Unlucky enough to be forced to go to strong and stable election party with a coalition of chaos of friends? Want to talk to the many, not the few about politics? Concerned about being shoe horned into another referendum about your favorite choice of drink? Weak and wobbly at thought of not knowing the main talking points for election night, well good news, South Yorkshire Briefing has the top five talking points for your party.
Will Cleggy go?
After the sad passing of much loved Peter Sallis this week, who played Cleggy in Last of the Summer Wine, could another Clegg be about to depart from Yorkshire?

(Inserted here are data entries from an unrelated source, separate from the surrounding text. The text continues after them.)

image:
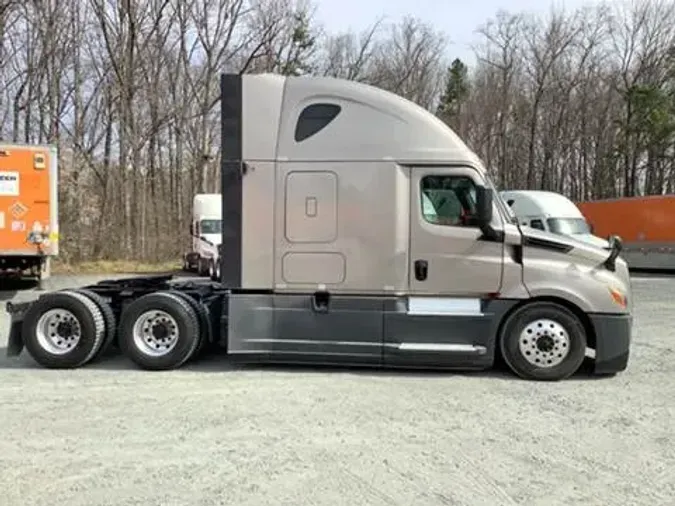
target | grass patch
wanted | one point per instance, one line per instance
(114, 267)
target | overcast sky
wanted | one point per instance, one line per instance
(458, 19)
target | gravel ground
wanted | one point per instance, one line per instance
(213, 434)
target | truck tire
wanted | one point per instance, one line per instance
(543, 341)
(204, 322)
(108, 318)
(159, 331)
(63, 330)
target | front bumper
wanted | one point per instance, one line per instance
(613, 335)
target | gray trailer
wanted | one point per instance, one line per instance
(358, 230)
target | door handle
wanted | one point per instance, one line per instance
(421, 268)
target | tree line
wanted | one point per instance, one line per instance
(580, 102)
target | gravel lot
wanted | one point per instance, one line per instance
(212, 434)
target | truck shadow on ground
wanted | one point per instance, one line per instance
(218, 363)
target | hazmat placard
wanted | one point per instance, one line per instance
(9, 184)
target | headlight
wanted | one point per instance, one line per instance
(619, 297)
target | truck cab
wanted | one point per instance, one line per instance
(205, 231)
(551, 212)
(359, 229)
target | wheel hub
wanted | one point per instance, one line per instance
(544, 343)
(155, 333)
(58, 331)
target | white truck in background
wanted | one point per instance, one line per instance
(205, 231)
(551, 212)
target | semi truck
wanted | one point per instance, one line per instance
(205, 234)
(359, 229)
(552, 212)
(645, 224)
(28, 210)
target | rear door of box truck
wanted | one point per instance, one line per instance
(28, 198)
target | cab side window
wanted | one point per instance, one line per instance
(448, 200)
(537, 224)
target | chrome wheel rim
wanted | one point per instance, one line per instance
(155, 333)
(58, 331)
(544, 343)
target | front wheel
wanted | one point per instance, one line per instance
(543, 341)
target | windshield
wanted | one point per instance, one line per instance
(568, 226)
(210, 226)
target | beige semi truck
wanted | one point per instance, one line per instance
(359, 230)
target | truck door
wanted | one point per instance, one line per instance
(447, 255)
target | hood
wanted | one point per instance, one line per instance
(214, 239)
(593, 240)
(573, 245)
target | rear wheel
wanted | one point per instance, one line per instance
(204, 322)
(159, 331)
(63, 330)
(543, 341)
(108, 317)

He has a slim majority of under 3,000 after an anti-Lib Dem surge at the last election. On a bad night for the Liberal Democrats, could he lose his seat?

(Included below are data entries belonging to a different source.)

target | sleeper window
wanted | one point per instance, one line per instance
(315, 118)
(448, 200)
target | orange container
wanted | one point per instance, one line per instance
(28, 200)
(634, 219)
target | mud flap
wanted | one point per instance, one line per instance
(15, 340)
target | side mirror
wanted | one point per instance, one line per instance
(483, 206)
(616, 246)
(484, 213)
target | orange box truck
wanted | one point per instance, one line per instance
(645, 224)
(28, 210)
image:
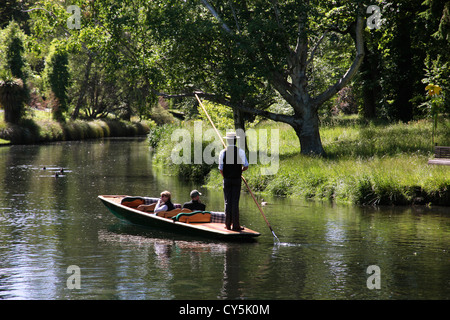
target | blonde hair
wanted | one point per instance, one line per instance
(166, 193)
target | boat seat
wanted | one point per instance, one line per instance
(193, 217)
(172, 213)
(134, 202)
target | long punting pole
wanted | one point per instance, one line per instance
(243, 179)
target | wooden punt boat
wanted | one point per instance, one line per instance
(205, 224)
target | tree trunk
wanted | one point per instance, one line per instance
(307, 131)
(83, 89)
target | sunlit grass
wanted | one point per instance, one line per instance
(365, 164)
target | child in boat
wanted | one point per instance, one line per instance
(164, 203)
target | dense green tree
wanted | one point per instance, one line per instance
(57, 76)
(13, 91)
(270, 44)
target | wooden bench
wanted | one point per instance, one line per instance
(441, 156)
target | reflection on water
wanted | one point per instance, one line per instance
(51, 219)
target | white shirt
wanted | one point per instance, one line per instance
(242, 157)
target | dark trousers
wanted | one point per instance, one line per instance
(232, 193)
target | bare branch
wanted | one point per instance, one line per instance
(342, 82)
(311, 57)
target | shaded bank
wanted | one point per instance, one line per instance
(30, 131)
(367, 164)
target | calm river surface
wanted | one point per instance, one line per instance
(48, 224)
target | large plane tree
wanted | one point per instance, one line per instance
(267, 44)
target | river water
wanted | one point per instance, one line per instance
(50, 225)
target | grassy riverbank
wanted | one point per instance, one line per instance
(41, 129)
(366, 163)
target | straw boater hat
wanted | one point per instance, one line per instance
(231, 136)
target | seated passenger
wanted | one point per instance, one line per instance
(195, 204)
(164, 204)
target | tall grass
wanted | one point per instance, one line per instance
(37, 130)
(367, 163)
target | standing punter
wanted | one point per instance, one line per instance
(232, 162)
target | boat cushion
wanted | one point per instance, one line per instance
(134, 202)
(217, 217)
(193, 217)
(172, 213)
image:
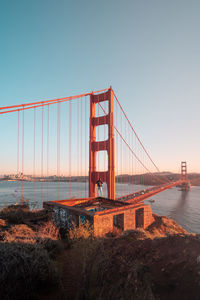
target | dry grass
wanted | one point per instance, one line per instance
(24, 268)
(19, 214)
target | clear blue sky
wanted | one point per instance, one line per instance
(149, 51)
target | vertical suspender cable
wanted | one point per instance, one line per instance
(42, 154)
(22, 156)
(34, 117)
(78, 148)
(58, 151)
(47, 151)
(70, 145)
(18, 158)
(86, 129)
(81, 128)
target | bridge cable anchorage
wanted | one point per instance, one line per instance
(26, 106)
(134, 152)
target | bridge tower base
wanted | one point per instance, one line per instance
(109, 145)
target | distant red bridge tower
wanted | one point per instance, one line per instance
(109, 145)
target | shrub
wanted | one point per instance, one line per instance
(18, 214)
(20, 234)
(48, 231)
(84, 231)
(24, 268)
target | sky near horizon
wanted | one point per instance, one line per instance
(149, 51)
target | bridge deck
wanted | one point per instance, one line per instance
(147, 193)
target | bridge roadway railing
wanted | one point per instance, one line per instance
(147, 193)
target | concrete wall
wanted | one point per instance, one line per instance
(104, 223)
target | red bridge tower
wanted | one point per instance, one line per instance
(109, 145)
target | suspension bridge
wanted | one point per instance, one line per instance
(77, 140)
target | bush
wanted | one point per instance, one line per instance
(84, 231)
(20, 234)
(24, 268)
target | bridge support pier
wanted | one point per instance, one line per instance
(109, 145)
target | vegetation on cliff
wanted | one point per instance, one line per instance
(36, 262)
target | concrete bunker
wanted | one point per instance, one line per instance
(103, 214)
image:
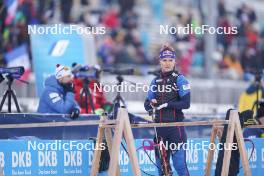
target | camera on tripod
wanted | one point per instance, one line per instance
(10, 74)
(85, 72)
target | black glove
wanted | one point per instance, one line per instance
(75, 113)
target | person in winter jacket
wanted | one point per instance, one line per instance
(58, 95)
(97, 97)
(247, 101)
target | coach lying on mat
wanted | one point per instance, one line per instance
(58, 96)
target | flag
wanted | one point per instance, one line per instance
(19, 57)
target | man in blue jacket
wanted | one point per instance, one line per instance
(170, 93)
(58, 95)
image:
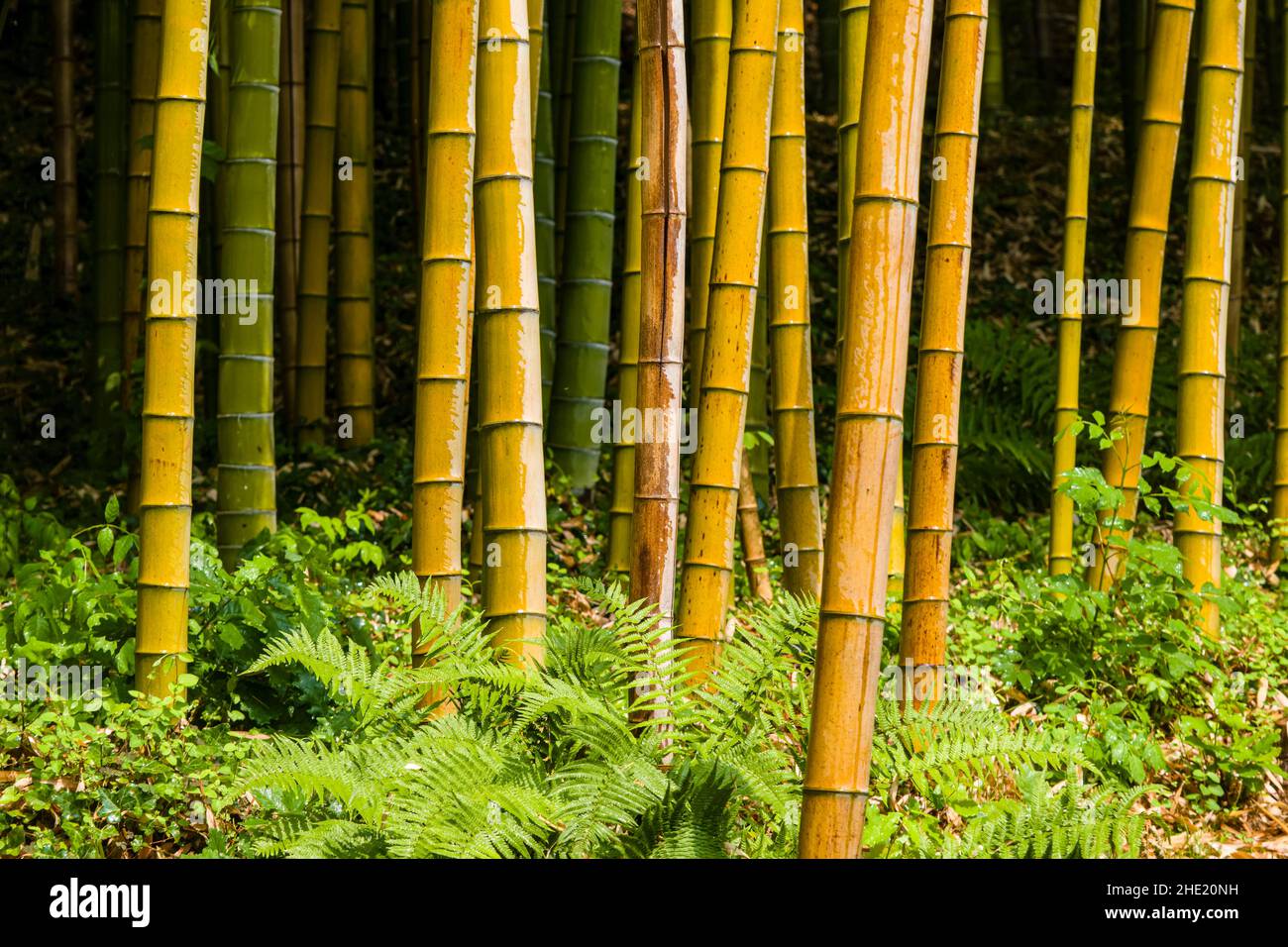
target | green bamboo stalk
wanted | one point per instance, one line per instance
(110, 147)
(581, 364)
(355, 260)
(548, 264)
(321, 93)
(248, 476)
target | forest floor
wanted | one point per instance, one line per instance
(1215, 758)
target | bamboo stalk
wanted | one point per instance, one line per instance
(355, 257)
(1146, 240)
(995, 80)
(443, 354)
(665, 114)
(854, 39)
(165, 492)
(1073, 264)
(758, 384)
(64, 151)
(923, 629)
(548, 264)
(509, 337)
(793, 373)
(320, 169)
(110, 158)
(754, 562)
(622, 500)
(1240, 200)
(1206, 294)
(563, 123)
(712, 29)
(1279, 497)
(587, 282)
(829, 54)
(290, 195)
(707, 575)
(248, 472)
(868, 428)
(143, 88)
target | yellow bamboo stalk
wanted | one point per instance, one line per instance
(665, 115)
(544, 184)
(754, 562)
(290, 193)
(854, 40)
(1146, 240)
(793, 372)
(1206, 294)
(1279, 500)
(712, 29)
(923, 629)
(509, 337)
(622, 501)
(320, 170)
(1073, 264)
(443, 360)
(868, 428)
(707, 575)
(146, 63)
(1234, 318)
(165, 489)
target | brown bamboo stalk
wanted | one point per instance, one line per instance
(661, 348)
(868, 429)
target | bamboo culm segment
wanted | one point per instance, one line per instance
(248, 472)
(320, 170)
(562, 76)
(660, 386)
(1206, 294)
(923, 629)
(995, 80)
(548, 264)
(754, 562)
(1279, 501)
(712, 29)
(64, 150)
(854, 39)
(146, 63)
(355, 260)
(165, 489)
(1073, 264)
(868, 428)
(1240, 198)
(706, 586)
(290, 196)
(789, 299)
(622, 501)
(587, 282)
(1146, 241)
(110, 158)
(443, 354)
(758, 382)
(509, 337)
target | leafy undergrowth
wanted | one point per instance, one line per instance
(1098, 723)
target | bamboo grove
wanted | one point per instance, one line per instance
(617, 296)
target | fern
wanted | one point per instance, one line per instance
(550, 762)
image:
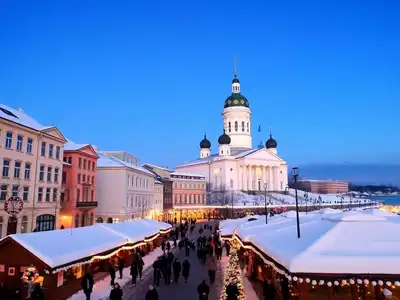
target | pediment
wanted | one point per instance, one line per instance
(264, 154)
(53, 131)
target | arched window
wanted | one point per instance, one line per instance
(1, 227)
(45, 222)
(24, 224)
(76, 220)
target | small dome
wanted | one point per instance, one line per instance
(271, 143)
(205, 144)
(224, 139)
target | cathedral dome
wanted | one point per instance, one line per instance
(224, 139)
(271, 143)
(205, 143)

Penistone and Stocksbridge’s Smith to stay?
At the start of this election, the Conservative Party were widely tipped to take the seat where Angela Smith has a 6,700 majority. Since then, the polls have improved and a source close to Angela Smith told South Yorkshire Briefing on Monday that they were quietly confident of holding the seat. We spoke to people in Penistone on the same day, and it didn’t seem like the Conservatives were about to seize control.
Gordon Bennett! Natalie to win?
It’s unlikely, but Sheffield’s highest profile challenger to an incumbent MP had high hopes about her chances ahead of the election. Since then, it’s seemed less likely that the former Green Party leader will snatch the seat from Paul Blomfield, who is defending a 17,000 majority.
Will Labour’s vote hold up?
The polls are untrusted to a level not seen before (more on them later), but it seems that Labour’s position has improved as the campaign has gone on. Will a lack of confidence in Jeremy Corbyn’s leadership shine through, or will they be punished at the polls. Eyes will be on seats like Don Valley, Penistone and Stocksbridge, and Sheffield Hallam to see how Labour’s vote holds.
YouGov are predicting a hung Parliament, while other polls have the Conservatives 8 points ahead. Predictions vary from a three-figure majority to a hung Parliament, and the secondary story of the night will be whose methodology is correct, and who can, or cannot be trusted in the future.